Image and video coding algorithms create compact representations of an image by exploiting its spatial redundancy and perceptual irrelevance, thus exploiting the characteristics of the human visual system. Recently, data-driven algorithms such as neural networks have attracted a lot of attention and become a popular area of research and development. This interest is driven by several factors, such as recent advances in processing power (cheap and powerful hardware), the availability of large data sets (big data), and several algorithmic and architectural advances (e.g. generative adversarial networks).
Nowadays, neural networks are the state-of-the-art for several computer vision tasks, such as those requiring a high-level understanding of image semantics, e.g. image classification, object segmentation, saliency detection, but also low-level image processing tasks, such as image denoising, inpainting, and super-resolution. These advances have led to an increased interest in applying deep neural networks to image and video coding, which is now the main focus of the JPEG AI and the JVET NN activities within the JPEG and MPEG standardization committees.
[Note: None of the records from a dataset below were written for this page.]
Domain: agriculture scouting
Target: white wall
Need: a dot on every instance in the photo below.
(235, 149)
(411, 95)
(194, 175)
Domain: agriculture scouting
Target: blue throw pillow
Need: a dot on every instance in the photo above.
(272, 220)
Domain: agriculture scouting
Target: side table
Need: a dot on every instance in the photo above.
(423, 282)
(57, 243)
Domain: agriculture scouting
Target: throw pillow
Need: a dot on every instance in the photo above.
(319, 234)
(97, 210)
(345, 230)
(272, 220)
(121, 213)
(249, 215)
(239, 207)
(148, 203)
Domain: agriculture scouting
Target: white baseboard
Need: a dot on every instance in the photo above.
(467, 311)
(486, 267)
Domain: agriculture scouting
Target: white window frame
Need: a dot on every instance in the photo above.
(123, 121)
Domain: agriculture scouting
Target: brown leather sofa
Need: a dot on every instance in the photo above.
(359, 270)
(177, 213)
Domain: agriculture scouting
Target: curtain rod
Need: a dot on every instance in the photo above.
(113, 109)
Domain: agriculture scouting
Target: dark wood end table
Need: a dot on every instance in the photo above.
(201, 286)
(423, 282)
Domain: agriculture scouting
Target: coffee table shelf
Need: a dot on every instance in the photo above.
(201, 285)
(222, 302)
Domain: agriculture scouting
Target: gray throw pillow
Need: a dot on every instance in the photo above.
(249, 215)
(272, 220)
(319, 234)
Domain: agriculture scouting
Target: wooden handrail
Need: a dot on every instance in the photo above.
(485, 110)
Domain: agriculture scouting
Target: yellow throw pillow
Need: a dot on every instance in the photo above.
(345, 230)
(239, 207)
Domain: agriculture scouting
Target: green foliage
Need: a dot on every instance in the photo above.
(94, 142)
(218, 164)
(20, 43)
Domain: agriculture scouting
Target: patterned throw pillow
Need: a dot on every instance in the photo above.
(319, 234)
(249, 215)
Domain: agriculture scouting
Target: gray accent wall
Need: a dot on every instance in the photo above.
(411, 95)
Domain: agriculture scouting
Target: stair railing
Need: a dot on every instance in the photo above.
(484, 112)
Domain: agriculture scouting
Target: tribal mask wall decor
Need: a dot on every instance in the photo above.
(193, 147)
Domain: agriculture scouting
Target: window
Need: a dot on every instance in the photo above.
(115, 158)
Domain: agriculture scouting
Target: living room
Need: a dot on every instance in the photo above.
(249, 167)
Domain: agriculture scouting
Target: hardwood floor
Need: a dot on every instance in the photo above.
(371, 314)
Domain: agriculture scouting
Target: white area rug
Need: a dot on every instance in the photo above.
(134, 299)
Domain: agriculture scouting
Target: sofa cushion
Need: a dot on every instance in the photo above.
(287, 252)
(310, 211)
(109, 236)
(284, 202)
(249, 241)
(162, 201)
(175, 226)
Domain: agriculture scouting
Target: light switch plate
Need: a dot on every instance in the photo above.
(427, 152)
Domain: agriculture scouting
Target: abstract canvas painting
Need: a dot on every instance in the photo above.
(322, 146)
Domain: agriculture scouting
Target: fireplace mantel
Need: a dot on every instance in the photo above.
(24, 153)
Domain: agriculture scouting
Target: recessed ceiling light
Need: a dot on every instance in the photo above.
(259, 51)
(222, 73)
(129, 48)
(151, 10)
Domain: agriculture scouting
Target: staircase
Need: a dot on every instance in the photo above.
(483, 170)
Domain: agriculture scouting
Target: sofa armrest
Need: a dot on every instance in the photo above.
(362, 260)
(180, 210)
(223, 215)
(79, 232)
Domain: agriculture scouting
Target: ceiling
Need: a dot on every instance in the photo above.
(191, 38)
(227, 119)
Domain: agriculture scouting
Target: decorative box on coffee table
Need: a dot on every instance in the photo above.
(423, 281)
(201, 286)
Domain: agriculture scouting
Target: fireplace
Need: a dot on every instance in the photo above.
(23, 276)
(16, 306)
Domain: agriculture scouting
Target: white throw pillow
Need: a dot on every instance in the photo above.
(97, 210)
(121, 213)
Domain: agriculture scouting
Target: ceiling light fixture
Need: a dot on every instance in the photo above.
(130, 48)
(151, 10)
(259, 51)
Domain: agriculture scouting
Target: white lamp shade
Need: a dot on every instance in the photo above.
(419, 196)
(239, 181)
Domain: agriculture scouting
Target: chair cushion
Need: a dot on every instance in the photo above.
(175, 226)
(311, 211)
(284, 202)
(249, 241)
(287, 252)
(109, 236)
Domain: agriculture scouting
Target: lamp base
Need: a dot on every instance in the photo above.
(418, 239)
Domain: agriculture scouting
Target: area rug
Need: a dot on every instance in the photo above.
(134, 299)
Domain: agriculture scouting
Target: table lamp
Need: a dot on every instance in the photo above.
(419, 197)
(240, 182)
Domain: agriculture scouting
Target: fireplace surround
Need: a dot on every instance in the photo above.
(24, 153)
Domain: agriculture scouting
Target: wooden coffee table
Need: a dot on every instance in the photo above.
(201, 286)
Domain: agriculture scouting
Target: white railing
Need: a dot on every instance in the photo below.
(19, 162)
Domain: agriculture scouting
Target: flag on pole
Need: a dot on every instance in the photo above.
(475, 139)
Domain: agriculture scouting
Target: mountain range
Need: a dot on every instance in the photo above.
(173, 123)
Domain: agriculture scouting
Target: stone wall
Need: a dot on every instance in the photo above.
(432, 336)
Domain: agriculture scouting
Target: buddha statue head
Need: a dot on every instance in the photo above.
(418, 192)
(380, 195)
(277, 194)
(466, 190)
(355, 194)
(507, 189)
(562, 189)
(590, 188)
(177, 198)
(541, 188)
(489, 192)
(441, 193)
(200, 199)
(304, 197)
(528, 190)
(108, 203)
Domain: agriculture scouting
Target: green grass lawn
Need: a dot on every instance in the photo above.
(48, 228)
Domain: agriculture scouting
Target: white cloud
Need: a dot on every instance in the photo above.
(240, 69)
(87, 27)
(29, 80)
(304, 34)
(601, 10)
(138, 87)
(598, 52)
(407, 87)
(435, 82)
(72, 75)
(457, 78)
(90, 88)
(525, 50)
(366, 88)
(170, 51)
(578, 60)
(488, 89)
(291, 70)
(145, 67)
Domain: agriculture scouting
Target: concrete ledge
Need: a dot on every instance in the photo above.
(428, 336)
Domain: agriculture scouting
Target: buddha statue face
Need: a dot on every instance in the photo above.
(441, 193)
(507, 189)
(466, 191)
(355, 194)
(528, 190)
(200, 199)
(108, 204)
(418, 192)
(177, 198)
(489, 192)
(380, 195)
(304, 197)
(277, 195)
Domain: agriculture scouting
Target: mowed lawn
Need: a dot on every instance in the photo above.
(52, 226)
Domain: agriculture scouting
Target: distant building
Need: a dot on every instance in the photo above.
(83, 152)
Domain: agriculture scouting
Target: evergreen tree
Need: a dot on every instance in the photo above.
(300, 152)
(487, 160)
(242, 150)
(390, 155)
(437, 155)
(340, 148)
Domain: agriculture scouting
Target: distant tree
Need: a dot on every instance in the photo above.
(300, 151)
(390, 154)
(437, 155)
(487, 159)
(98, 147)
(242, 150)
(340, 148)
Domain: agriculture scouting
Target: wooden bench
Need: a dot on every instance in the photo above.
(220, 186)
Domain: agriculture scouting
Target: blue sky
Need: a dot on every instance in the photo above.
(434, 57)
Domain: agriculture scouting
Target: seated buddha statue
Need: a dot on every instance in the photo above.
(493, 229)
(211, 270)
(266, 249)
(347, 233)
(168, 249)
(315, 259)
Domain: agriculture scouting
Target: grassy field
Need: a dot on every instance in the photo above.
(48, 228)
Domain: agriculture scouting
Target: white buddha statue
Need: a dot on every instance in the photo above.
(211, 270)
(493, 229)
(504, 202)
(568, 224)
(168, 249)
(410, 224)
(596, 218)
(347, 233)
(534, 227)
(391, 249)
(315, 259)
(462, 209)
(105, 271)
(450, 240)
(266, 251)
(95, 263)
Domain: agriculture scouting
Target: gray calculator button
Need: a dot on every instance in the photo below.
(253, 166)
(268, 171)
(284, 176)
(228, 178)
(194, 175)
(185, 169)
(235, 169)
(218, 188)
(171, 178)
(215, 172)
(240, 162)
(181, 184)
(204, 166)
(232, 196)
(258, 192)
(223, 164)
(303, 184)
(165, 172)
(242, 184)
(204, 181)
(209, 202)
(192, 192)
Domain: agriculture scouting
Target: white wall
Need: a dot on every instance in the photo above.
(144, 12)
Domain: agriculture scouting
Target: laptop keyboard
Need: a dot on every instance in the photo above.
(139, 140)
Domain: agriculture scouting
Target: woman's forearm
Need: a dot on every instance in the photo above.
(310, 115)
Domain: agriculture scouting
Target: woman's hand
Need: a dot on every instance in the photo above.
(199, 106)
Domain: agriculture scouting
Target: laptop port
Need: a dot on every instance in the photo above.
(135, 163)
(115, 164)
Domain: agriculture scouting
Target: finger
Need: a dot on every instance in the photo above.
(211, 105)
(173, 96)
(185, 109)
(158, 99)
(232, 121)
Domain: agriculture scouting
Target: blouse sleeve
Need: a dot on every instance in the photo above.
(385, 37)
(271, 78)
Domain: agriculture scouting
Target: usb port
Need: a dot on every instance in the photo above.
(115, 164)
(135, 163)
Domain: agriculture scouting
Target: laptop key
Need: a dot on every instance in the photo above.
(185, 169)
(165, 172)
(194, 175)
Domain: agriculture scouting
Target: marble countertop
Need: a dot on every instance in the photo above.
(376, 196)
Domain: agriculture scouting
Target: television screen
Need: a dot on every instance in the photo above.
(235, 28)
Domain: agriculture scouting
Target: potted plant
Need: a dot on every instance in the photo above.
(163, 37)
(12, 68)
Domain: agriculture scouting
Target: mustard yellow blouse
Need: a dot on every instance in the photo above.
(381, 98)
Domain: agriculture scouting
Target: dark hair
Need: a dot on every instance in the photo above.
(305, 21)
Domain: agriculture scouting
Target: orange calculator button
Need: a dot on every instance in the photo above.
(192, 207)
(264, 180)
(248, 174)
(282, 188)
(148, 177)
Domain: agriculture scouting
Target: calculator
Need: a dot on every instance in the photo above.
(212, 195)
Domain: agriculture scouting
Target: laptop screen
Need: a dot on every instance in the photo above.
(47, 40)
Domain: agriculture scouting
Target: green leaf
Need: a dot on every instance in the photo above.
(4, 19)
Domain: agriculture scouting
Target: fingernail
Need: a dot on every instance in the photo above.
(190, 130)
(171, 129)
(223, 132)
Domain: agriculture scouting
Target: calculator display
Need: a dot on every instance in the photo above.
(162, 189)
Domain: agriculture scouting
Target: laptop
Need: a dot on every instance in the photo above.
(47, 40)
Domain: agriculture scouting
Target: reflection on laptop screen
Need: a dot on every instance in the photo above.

The aim of these novel image and video coding solutions is to design a compact representation model that has been obtained (learned) from a large amount of visual data and can efficiently represent the wide variety of images and videos that are consumed today. Some of the available learning-based image coding solutions already show very promising experimental results in terms of rate-distortion (RD) performance, notably in comparison with conventional standard image codecs (especially HEVC Intra and VVC Intra) which code the image data with hand-crafted transforms, entropy coding, and quantization schemes.
This special session on Learning-based Image and Video Coding gathers technical contributions that demonstrate the efficient coding of image and video content based on a learning-based approach. This topic has received many contributions in recent years and is considered critical for the future of both image and video coding, especially solutions adopting end-to-end training as well as for solutions where learning-based tools replace previous conventional tools.